E demorei demais para compreender a grandeza que é o cultivo da fé, grande festa da alma. Só há pouco compreendi que, para rezar, é preciso calar e ouvir o que Deus tem a dizer.

Demorei para perceber que a suavidade e a quietude das montanhas são imensos sinais que Deus dá para percebermos que não é impossível ultrapassá-las. Elas simplesmente existem no seu silêncio, na sua exuberância e verdade, mas que é preciso andar por elas com a calma dos sábios e nunca com a indelicadeza e a dureza que o cansaço provoca.

Fui aprendendo que todo o esforço da vida requer disposição para querer viver mais e saber que as ondas do mar vão e vêm não se importando se a gente sofre ou não, se algum parente se foi ou não. As ondas não se importam. Elas só sabem da plenitude que é ondular, independente do que a humanidade faz.

O tempo do bolo de fubá foi suficiente para eu fazer as pazes com o passado e fui inventando um pouco mais, incrementando a receita com mais erva-doce e imaginando quantas pessoas poderiam repartir comigo aquela delícia com café Moka bem quente. Lembrei-me da vó, da minha sogra, da prima Maria, da tia Norma, sempre presente na minha estrada, mas que também já se foi.

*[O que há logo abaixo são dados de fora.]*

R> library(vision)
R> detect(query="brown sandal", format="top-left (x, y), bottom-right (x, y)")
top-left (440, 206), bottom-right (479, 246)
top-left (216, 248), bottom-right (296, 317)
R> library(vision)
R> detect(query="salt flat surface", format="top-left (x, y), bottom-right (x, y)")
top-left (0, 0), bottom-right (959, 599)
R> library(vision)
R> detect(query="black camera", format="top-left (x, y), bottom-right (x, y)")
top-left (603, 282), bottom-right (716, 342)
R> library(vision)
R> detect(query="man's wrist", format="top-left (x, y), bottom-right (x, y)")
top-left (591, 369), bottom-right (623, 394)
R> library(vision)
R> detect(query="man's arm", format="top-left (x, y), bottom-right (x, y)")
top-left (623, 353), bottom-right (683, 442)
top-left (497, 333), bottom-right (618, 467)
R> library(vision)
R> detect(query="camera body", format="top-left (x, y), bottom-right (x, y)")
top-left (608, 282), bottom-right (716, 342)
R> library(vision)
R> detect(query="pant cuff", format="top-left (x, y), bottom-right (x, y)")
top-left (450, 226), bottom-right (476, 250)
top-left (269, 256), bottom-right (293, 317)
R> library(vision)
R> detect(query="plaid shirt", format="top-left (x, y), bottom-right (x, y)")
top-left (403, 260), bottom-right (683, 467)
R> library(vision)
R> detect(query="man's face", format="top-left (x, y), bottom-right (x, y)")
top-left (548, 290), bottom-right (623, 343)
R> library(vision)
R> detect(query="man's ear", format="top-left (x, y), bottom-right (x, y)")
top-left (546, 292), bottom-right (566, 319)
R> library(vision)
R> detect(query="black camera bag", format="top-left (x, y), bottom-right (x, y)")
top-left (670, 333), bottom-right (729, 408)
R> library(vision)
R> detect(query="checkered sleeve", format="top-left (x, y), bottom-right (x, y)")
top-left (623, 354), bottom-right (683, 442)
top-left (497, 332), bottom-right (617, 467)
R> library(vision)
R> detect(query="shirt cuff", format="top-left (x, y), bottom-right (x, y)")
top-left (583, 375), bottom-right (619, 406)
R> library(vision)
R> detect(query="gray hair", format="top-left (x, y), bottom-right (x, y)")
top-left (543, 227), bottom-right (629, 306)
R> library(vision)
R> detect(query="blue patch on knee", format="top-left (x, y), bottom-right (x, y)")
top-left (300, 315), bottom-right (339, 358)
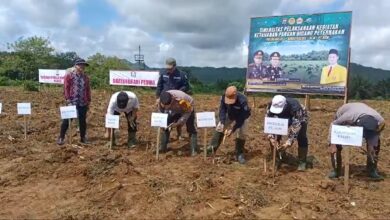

É na simplicidade que as pessoas se encontram verdadeiramente. Sem esconderijo, sem maquiagem. As pessoas simplesmente são e não têm vergonha da sua história construída, dos tempos de aprender algum artesanato para ajudar no sustento da casa, nos tempos de dedão esticado no campus da USP para pegar alguma carona e evitar o gasto de mais um passe, do tempo de inventar um doce e tentar vendê-lo porque isso seria também importante. Ter aquele pedaço de felicidade ao pensar em não fugir dos compromissos e das amarguras que tantas vezes vêm com muita força e com grande determinação.

Não tem jeito: para viver em plenitude é necessário se apaixonar pelo canto, pelos olhares e sorrisos, ter paciência com as lágrimas. Elas vão secar. Compaixão com os que sofrem, respeito pelos mais velhos, amor pelo conhecimento, a satisfação em partilhar uma comida, a beleza do abraço apertado, o esquecimento das ofensas e traições.

Mas, para viver intensa e amorosamente, enfrentando os obstáculos tão duros, estradas tortuosas, desafios incompreendidos, noites tão mal dormidas, aquela solidão profundamente doída é necessário o bolo de fubá com coco... e café Moka bem quente , além de uma enorme disposição para continuar sorrindo.